Anyway, I completely understand how you're feeling, and how she's feeling. It's a terrible feeling to end a relationship like that, but I also understand that life progresses and you go through phases. Now, you very well might be in love with her, I'm not doubting that at all. However, after breaking up with my gf I realized that I was simply just attached strongly, and never really LOVED her. I'm not saying that's the case...but something to keep in mind.

Anyway, this has nothing to do with "game". This is life, and sometimes in life you need to make decisions not based on little acronyms.

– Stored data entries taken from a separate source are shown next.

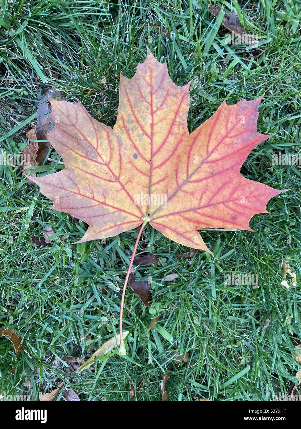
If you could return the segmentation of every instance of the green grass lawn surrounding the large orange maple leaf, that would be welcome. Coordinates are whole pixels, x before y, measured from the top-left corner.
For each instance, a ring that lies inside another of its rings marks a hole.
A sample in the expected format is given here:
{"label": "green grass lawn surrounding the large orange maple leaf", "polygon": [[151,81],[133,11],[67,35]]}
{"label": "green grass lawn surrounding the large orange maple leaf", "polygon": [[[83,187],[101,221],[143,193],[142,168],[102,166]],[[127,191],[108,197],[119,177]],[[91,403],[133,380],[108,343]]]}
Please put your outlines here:
{"label": "green grass lawn surrounding the large orange maple leaf", "polygon": [[[153,316],[127,290],[128,356],[119,357],[115,349],[79,374],[62,359],[86,360],[118,332],[121,288],[138,230],[105,243],[75,245],[87,226],[49,209],[49,200],[27,184],[21,169],[0,166],[0,327],[14,329],[25,345],[16,359],[10,342],[0,338],[0,393],[23,392],[38,400],[39,391],[64,381],[82,401],[128,401],[130,379],[138,401],[160,401],[160,382],[168,371],[170,401],[256,401],[270,400],[278,390],[284,394],[296,381],[300,283],[286,290],[280,266],[290,257],[300,279],[301,174],[300,166],[273,165],[271,156],[300,151],[301,3],[223,3],[239,12],[249,33],[259,35],[266,49],[259,57],[245,45],[225,45],[227,30],[202,0],[0,1],[3,151],[18,153],[26,143],[25,134],[36,123],[36,100],[49,88],[78,98],[112,126],[119,74],[132,77],[148,45],[158,60],[167,59],[177,85],[193,79],[190,131],[222,100],[264,95],[258,131],[273,136],[251,152],[242,173],[289,189],[268,203],[270,214],[252,218],[255,232],[203,231],[214,257],[197,251],[179,258],[188,248],[147,227],[139,254],[155,253],[158,265],[140,267],[137,275],[152,277],[154,307],[162,312],[158,325],[147,332]],[[46,160],[36,171],[58,168]],[[57,237],[52,246],[32,244],[31,237],[41,237],[46,225]],[[225,274],[232,271],[258,275],[258,288],[226,285]],[[159,280],[171,272],[179,278]],[[262,329],[266,318],[270,325]],[[174,353],[186,352],[187,363],[173,363]]]}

I wanted to get out and be single and explore the world, and if there's even a little part of you that wants to do that, I say DO IT. If you don't, you're gonna be thinking about other girls (and also fucking them, obviously) while you're still in this relationship, which is wrong. It's better to break up than to cheat, that's my opinion anyway.

Everything happens for a reason, and if you guys are really meant to be together, you will both go through your phases as you should, then maybe your paths will cross again.

Until then, go out, have fun, be honest and sincere with her because she loves you and you love her, but stay strong and don't let her emotions change what you know you want. Breaking up with that girl was one of the best things I've done, and I realized I should've done it much sooner. I've been single and just doing whatever I want since then, just about 3 years.

You'll go through MANY changes over the next few years (and the rest of your life), and just make the right decision for what is best for you at the time. Life works out, but it's too short to not have fun along the way. Do what's right for YOU, and take the advice given to you here with a grain of salt, even from me. You're the only one who knows how you're feeling and what you really want.

Also this is VERY VERY IMPORTANT - If you choose to break up with her, BREAK UP with her. I have more than a few close friends who have serious girlfriends (beautiful ones you'd think they're crazy for breaking up for). They break up, bang PLENTY of other girls, but then just get back together again. This might sound like the best case scenario for some people, but trust me it's stupid and it sucks lol. A lot of this happens because they don't spend enough time APART from each other to figure out what they really want, and they just go back to what's comfortable. If you break up with a girl and keep talking to her, hanging out with her, etc...it's not gonna give you an accurate idea of what life is like WITHOUT her, which is very important when deciding what you really want.